This week I read Wesley Hill’s poignant memoir Washed and Waiting: Reflections on Christian Faithfulness and Homosexuality. Hill, like many homosexual Christians who find that they can’t not be gay, has chosen the difficult path of celibacy.
Along with the Bible and the weight of two millennia of Christian reflection on the subject, I commend celibacy to all unmarried Christians, with the understanding that Christian marriage is between one man and one woman. As I’ve said before, this puts me at odds with many of my fellow United Methodist clergy, and is deeply counter-cultural.
Hill’s book only reinforces my convictions. Like me, Hill is unpersuaded by creative exegesis that reinterprets what the Bible otherwise says clearly on the subject. But for both Hill and me, the conviction is deeper than proof-texting a few verses and saying the-Bible-tells-me-so. Against the autonomy that many Christians feel they should have over their sex lives, Hill writes:
From the gospel’s point of view, then, there is no absolute right or unconditional guarantee of sexual fulfillment for Christian believers. And this is one more reason the Bible and the church’s prohibitions of homoeroticism have seemed less and less surprising or arbitrary or unfair the more I’ve thought about them within the context of the gospel. If all Christians must surrender their bodies to God in Christ whenever they enter the fellowship of Christ’s body, then it should come as no great shock that God might actually make demands of those Christians and their bodies—demands proving that God, and God alone, has authority over us.
I’m pleased that Hill “agrees” with much of what I’ve written on the subject. Unlike me, however, Hill has paid for the privilege of his convictions.
Having said that, I need to offer an apology. I see now that much of what I’ve said on the topic recently—or at least the way I’ve said it—has been way too glib. I’m sorry. I failed to appreciate how all-consuming this struggle is for gay Christians who are trying their best to be faithful to the Lord. Moreover, I’ve been nursing my own bruised feelings from arguments I’ve had with clergy friends on the subject, and my tone has reflected that pain.
Whatever else Hill’s book is, it is the opposite of glib—as even Hill’s critics would surely concede. Hill describes an unrelenting struggle against something that is at the core of his being. I kept waiting for life to get easier for him. I kept waiting for a happy ending that never quite came.
For me, the most devastating passage in the book took place toward the end, long after Hill came out as a gay, celibate Christian, long after he’d found love and acceptance among Christian friends, long after—silly me—I imagined his struggle should have gotten easier. He describes going to a friend’s wedding reception. All his friends were dancing. They eventually talked him into joining them. They introduced him to a dance partner, a beautiful young woman named Karis. Reluctantly, Hill asked her to dance. (I assume she knew Hill was gay.)
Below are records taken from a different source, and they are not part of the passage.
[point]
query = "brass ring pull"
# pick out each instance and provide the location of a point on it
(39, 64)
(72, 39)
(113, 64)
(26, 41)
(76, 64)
As Hill set the scene, I became aware that I was rooting for Hill to feel an attraction for her. And Hill was apparently rooting for himself to feel something, too.
A couple of days later I explained to my friend Chris over breakfast what had happened. We danced, I said. I was with this beautiful girl. I was holding her hand and touching her back. Her dress was thin and showed every curve on her body, I said. I could feel her sweating through the dress, and, inches from her face, I could see every exquisite feature she had. “And, Chris,” I said. “I felt nothing. No attraction. No awakening or arousal of any kind. No sexual desire whatsoever.”
Chris nodded. He knows my situation backward and forward and wasn’t fazed by what I was telling him.
“The worst of it,” I continued, “is that while I wasn’t attracted at all to this stunningly beautiful person who was my dance partner, I couldn’t stop looking at the guy dancing several feet away from me. I did notice him. I noticed his body, his moves. Chris,” I said, “I was attracted to this guy. All I could see and desire was another guy across the room while I’m dancing with this girl. This is so frustrating. This is what it means to be gay, and I would give anything to change it!”
What do you say to that? How do you tie up this experience with a bow and make it all better? Where’s the consolation?
Consolation does come for Hill, but, unlike my words on the subject, it never comes neatly or easily.
All of us who struggle with sin, whether we’re gay or straight, should be able relate to Hill’s beautiful reflections on God’s grace. I’ll leave you with this:
Christianity’s good news provides—amply so—for the forgiveness of sins and the wiping away of guilt and the removal of any and all divine wrath through the death and resurrection of Jesus Christ from the dead. Seen in this light, the demand that we say no to our homosexual impulses need not seem impossible. If we have failed in the past, we can receive grace—a clean slate, a fresh start. If we fail today or tomorrow in our struggle to be faithful to God’s commands, that, too, may be forgiven. Feeling that the guilt of past homosexual sins or present homosexual failures is beyond the scope of God’s grace should never be a barrier preventing anyone from embracing the demands of the gospel. God has already anticipated our objection and extravagantly answered it with the mercy of the cross.